Unrelated entirely, I took this picture out of my apartment's window the other night:

Paris, France nigh the dusking hour.

09 March, 2009

oh, no!


I've been posting a lot of these comics I've been making during the past little while, and it's created a bit of a departure from how things had been developing here at runjustforfun. Is that fine? Should I start a new blog specifically for my comics?

At any rate, I'm especially fond of this new one. It came to me while watching Carl Sagan's Cosmos last night during an explanation of the fourth dimension. As Mr. Sagan was illuminating the fourth dimension, it dawned on me how bizarre and out of my comprehension the Universe actually is. Then I started thinking about fractals.

It's easy to understand the infinity of a fractal when it's presented in just two dimensions, as its a simplified version of space: length and width, and if you dive in, it doesn't quit. The fractal becomes a bit more dubious in three dimensions. Though we can see them in our own world (crystal formations, snowflakes, etc), since we cannot modify the timescale of a crystal like we could a two-dimensional computer representation, the infinite seems to be much more finite, less abstract where we live. Yet the concept is still clear: Given an infinite time scale, staying with the crystal trope, the formation will continue moving in its geometric pattern indefinitely.

But the fourth dimension is another bag of potatoes all together. What would a fractal in this dimension look like? How does it move? How does it utilize length, width, and height? Does infinity look different in a fourth-dimension fractal? In which dimension does imagination live? Do ideas bend to gravity? Do dreams have atomic structure? Could I simply construct a dream?

03 March, 2009

captain ahab is still MIA at this point

I'm listening to Melville's Moby Dick right now. Whoever's doing the reading is overacting in the weirdest way, as if he were performing some sort of fancy soliloquy in a play written by Jane Austen, had she written a play. Only the trick to it is the soliloquy is actually an entire novel that the character would be reading verbatim in the play. It's just the weirdest experience to have whaling sound so effeminate and dainty.


I got a letter in the mail from perfectly adorable Megan Bedard this morning. In it was a photo she had taken in Los Angeles of a love seat and a couch, writing to me I was the long skinny couch, and she was the miniature one.

Everyone deserves such a winning friend as Megan. She's just great.

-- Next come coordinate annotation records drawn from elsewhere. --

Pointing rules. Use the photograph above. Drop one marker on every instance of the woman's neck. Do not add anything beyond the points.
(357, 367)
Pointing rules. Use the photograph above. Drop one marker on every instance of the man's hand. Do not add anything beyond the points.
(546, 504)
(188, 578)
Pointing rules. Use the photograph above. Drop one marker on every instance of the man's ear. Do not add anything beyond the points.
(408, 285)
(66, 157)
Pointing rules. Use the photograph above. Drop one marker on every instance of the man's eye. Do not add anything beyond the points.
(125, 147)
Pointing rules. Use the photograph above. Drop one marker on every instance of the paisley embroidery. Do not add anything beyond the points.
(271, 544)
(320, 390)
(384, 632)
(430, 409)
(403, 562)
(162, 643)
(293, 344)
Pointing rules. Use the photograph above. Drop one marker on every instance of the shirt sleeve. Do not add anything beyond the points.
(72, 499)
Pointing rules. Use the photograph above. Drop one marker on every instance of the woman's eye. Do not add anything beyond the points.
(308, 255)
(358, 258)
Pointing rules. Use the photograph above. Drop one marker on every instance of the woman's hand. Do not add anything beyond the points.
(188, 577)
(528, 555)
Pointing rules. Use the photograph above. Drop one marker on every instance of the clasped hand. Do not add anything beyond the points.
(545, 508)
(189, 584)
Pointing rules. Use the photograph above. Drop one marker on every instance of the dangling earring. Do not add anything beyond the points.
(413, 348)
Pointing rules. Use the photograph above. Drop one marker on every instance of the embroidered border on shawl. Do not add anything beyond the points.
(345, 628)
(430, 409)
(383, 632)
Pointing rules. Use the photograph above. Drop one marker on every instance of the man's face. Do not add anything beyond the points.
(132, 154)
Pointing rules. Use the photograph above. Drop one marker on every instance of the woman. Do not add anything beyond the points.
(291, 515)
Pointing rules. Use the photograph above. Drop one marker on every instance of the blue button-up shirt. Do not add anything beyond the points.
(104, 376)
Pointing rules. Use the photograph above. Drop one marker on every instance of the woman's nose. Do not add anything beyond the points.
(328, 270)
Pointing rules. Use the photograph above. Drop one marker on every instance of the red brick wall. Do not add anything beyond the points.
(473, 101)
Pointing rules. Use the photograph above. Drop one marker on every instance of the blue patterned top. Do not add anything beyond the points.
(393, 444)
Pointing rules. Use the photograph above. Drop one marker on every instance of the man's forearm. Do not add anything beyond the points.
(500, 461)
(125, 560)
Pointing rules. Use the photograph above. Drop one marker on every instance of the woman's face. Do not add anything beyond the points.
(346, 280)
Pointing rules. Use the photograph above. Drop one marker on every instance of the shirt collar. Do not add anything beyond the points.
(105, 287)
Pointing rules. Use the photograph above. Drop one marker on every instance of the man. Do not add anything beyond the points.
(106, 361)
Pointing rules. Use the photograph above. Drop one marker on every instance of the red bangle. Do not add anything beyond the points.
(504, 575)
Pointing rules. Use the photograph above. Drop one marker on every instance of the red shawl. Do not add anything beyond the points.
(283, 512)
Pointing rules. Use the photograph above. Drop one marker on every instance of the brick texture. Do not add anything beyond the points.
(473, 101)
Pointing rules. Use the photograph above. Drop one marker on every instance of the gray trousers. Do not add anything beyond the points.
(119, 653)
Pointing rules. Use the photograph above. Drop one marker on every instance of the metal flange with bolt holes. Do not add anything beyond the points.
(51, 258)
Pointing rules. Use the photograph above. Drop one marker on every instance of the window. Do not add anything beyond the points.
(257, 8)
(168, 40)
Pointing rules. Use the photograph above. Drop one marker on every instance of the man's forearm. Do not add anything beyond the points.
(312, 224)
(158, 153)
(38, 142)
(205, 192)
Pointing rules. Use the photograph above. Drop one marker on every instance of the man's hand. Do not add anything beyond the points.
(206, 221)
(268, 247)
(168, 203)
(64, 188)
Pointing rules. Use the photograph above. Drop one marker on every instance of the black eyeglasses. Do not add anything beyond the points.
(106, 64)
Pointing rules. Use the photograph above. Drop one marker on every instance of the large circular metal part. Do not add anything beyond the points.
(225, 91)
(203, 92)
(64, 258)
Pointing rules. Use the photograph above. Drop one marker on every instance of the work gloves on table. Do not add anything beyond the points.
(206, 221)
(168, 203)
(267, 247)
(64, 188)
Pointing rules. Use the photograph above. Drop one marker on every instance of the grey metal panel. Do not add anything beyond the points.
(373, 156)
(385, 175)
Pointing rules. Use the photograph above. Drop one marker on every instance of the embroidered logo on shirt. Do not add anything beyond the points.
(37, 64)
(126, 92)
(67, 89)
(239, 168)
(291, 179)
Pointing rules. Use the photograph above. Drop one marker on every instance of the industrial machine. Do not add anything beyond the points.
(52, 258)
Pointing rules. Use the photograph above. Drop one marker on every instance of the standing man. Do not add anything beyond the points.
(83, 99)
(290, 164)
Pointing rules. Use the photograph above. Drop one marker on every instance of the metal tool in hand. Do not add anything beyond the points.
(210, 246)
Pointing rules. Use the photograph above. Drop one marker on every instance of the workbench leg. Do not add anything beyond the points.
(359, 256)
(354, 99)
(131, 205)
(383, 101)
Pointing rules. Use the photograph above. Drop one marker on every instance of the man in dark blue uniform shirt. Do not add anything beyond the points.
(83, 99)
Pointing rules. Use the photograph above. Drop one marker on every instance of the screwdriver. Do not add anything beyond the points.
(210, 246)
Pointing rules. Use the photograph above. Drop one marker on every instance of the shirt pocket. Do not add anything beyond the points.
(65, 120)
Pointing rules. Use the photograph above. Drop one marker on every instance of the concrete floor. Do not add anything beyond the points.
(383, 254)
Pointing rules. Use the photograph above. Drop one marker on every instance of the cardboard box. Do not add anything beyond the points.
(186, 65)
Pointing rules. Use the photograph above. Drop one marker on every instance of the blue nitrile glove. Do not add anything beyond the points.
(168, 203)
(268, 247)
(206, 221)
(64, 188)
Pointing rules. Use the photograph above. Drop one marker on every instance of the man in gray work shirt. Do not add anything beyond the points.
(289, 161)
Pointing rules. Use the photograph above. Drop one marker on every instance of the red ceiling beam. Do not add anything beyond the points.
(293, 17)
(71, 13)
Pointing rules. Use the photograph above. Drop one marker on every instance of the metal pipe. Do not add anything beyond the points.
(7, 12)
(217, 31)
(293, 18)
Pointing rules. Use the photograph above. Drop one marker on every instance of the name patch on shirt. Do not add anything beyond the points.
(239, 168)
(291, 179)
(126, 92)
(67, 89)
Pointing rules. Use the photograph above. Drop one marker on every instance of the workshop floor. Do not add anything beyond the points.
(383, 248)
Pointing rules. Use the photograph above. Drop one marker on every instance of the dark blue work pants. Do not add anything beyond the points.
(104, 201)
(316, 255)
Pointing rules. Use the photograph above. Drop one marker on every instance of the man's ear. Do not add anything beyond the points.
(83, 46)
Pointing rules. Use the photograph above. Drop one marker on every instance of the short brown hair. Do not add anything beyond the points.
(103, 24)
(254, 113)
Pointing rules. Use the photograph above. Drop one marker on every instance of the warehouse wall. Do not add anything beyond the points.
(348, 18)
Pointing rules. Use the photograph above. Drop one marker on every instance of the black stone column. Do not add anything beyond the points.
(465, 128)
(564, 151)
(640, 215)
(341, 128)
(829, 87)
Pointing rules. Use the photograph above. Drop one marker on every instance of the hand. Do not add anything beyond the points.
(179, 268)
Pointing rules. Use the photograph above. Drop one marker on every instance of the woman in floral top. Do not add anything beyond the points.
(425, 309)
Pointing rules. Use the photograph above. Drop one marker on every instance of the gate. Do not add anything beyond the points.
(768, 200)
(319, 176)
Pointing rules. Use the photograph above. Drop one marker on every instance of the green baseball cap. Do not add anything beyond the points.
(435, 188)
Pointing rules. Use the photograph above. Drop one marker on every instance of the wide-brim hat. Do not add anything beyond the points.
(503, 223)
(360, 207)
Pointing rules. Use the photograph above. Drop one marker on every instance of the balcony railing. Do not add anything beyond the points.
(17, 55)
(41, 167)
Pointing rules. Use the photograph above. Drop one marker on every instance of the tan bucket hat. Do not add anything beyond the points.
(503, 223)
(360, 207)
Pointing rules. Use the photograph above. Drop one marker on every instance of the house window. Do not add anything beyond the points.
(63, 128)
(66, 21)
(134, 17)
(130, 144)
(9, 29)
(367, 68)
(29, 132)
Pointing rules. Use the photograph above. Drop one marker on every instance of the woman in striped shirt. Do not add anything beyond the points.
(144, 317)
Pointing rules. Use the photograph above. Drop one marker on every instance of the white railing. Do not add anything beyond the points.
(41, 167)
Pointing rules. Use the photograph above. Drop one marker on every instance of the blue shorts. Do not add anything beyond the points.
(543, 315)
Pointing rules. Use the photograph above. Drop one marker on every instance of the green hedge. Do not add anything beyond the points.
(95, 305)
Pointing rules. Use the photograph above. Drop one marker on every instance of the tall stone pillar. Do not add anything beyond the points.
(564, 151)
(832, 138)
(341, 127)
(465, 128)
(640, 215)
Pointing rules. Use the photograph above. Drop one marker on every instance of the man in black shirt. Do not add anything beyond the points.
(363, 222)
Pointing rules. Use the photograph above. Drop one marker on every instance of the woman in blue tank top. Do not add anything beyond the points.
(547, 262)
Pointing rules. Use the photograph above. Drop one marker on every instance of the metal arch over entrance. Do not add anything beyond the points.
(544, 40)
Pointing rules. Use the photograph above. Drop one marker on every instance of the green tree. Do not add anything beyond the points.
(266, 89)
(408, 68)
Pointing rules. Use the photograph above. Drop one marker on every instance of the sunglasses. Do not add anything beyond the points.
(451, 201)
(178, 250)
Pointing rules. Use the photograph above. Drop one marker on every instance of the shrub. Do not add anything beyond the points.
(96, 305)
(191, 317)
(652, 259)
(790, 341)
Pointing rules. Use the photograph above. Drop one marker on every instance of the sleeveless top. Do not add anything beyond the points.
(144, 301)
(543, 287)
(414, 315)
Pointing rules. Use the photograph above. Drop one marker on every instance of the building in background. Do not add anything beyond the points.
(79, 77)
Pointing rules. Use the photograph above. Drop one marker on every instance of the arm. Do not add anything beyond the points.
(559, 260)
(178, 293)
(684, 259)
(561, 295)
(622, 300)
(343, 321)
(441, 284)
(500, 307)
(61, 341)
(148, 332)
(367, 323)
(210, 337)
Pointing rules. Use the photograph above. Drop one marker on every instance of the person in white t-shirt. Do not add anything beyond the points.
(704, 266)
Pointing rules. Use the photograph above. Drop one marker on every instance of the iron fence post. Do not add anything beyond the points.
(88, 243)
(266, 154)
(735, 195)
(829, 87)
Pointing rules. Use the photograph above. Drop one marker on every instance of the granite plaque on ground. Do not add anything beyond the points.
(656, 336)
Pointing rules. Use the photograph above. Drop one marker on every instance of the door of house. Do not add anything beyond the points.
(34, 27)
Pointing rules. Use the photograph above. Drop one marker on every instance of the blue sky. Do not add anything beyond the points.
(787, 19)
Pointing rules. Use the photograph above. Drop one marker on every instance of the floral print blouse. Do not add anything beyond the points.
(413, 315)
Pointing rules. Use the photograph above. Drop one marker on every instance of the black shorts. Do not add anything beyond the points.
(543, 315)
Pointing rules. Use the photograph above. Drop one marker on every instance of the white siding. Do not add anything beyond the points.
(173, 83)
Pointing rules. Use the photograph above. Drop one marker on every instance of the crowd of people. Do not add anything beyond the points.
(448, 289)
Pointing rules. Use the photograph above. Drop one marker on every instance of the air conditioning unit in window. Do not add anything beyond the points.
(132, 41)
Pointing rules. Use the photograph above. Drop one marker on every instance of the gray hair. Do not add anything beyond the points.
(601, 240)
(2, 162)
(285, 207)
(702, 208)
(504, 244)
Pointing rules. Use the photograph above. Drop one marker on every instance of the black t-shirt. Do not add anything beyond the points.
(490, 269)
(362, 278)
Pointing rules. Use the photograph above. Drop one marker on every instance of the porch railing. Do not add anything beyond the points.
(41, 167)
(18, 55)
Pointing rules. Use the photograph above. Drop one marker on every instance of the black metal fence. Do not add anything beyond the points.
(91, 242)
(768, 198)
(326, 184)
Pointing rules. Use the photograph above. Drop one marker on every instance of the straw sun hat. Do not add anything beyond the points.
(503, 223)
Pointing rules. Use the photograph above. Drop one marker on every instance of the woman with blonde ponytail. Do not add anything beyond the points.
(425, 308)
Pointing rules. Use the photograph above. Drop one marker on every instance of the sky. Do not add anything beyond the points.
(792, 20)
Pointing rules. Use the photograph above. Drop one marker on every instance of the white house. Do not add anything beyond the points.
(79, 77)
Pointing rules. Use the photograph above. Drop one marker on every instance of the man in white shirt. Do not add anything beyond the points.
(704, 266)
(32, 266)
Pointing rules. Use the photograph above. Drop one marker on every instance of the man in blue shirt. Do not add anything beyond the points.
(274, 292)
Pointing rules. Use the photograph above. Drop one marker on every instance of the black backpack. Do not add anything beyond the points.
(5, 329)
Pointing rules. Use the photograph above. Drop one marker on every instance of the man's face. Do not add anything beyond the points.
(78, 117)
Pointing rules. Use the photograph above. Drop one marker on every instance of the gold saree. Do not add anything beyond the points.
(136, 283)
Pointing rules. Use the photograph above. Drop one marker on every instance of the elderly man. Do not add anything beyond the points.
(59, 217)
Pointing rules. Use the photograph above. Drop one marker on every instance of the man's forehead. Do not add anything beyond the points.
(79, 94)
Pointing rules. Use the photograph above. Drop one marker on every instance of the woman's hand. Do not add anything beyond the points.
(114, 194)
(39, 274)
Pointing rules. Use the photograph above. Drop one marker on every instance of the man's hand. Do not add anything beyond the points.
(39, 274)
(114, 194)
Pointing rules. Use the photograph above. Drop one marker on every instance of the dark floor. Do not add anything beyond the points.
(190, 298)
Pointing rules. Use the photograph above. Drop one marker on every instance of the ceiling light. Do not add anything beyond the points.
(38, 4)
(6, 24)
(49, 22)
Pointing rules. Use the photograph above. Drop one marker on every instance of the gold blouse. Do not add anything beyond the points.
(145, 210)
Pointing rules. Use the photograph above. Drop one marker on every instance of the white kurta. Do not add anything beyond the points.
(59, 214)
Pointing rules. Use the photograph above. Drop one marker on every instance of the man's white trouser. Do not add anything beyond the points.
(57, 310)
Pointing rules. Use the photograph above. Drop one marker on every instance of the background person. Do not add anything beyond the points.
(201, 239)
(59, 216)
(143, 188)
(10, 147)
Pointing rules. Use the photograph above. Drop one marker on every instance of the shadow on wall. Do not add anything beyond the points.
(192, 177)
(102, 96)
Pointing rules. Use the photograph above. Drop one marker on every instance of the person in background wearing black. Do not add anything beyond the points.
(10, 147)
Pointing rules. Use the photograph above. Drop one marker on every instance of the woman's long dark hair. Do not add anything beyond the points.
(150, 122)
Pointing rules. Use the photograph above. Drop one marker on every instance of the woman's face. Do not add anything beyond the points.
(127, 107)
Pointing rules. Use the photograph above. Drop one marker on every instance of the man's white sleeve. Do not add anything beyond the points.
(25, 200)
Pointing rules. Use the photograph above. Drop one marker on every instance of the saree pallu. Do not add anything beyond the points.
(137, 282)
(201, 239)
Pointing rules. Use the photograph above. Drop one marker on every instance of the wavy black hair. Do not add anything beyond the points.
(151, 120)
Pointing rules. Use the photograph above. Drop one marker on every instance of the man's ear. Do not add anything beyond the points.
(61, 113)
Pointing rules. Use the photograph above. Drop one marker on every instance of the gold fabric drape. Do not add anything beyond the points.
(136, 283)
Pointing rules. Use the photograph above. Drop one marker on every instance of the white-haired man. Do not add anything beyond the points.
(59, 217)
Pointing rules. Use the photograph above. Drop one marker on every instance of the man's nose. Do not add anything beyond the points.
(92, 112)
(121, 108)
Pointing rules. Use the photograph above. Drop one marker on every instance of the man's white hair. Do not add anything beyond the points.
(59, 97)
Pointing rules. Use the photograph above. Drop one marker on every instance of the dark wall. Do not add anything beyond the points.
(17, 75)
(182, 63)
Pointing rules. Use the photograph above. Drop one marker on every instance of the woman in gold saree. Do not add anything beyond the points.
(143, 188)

Anyway, I painted this tonight because I liked her picture so much.

haiku pour la femme de Bibliothèque nationale de France

puffy wrinkled cheeks
aroma: puke, chocolate
make up in fiction

01 March, 2009

Nature is Creeping In

Glamour puss Jessica Tracey told me her New Years resolution was to make a new resolution at the beginning of each month, so she'd have a whole years worth of progress and development. I'm quite taken by this idea of taking the year as a series of bridges to cross as you find them. Now that it's March, my resolution is to schedule my days as aggressively as possible, from when I wake up, to when I fall asleep. The idea being the more strict my schedule, the more productive I'll be, and the more products I'll have to show for myself. Today I've put my plan into action, and so far it's been smooth operating. I'm currently taking a breather from working on the adaptation of Doug Sacrison's one act play RED MOON.

Lately I've been keeping my windows open in the afternoon because the air is finally warming up, becoming agreeable. Moments ago during my breather, I was having a cigarette at my open window overlooking the courtyard and saw ivy creeping up the wall.

No sooner did I see this nature overtaking architecture than did, truly, Vivaldi's Concerto no. 1 in E Major "Spring" rise into the air from my iTunes. Spring has been creeping in all around me, and everything about it seems nice. Yesterday I sat on a hill made of magic with Ben and Ciara in just a t-shirt and sunglasses, taking in the sun and shooting the breeze; a lake, a mountain, and Paris-like-an-ocean strewn before us. The last day of February was the first day of how I remember spring feeling. At dinner I could feel my skin tingling from outside's crispness and I thought, "This is exciting."


Thanks, spring. I like that you creep in; I like that you're a waltz.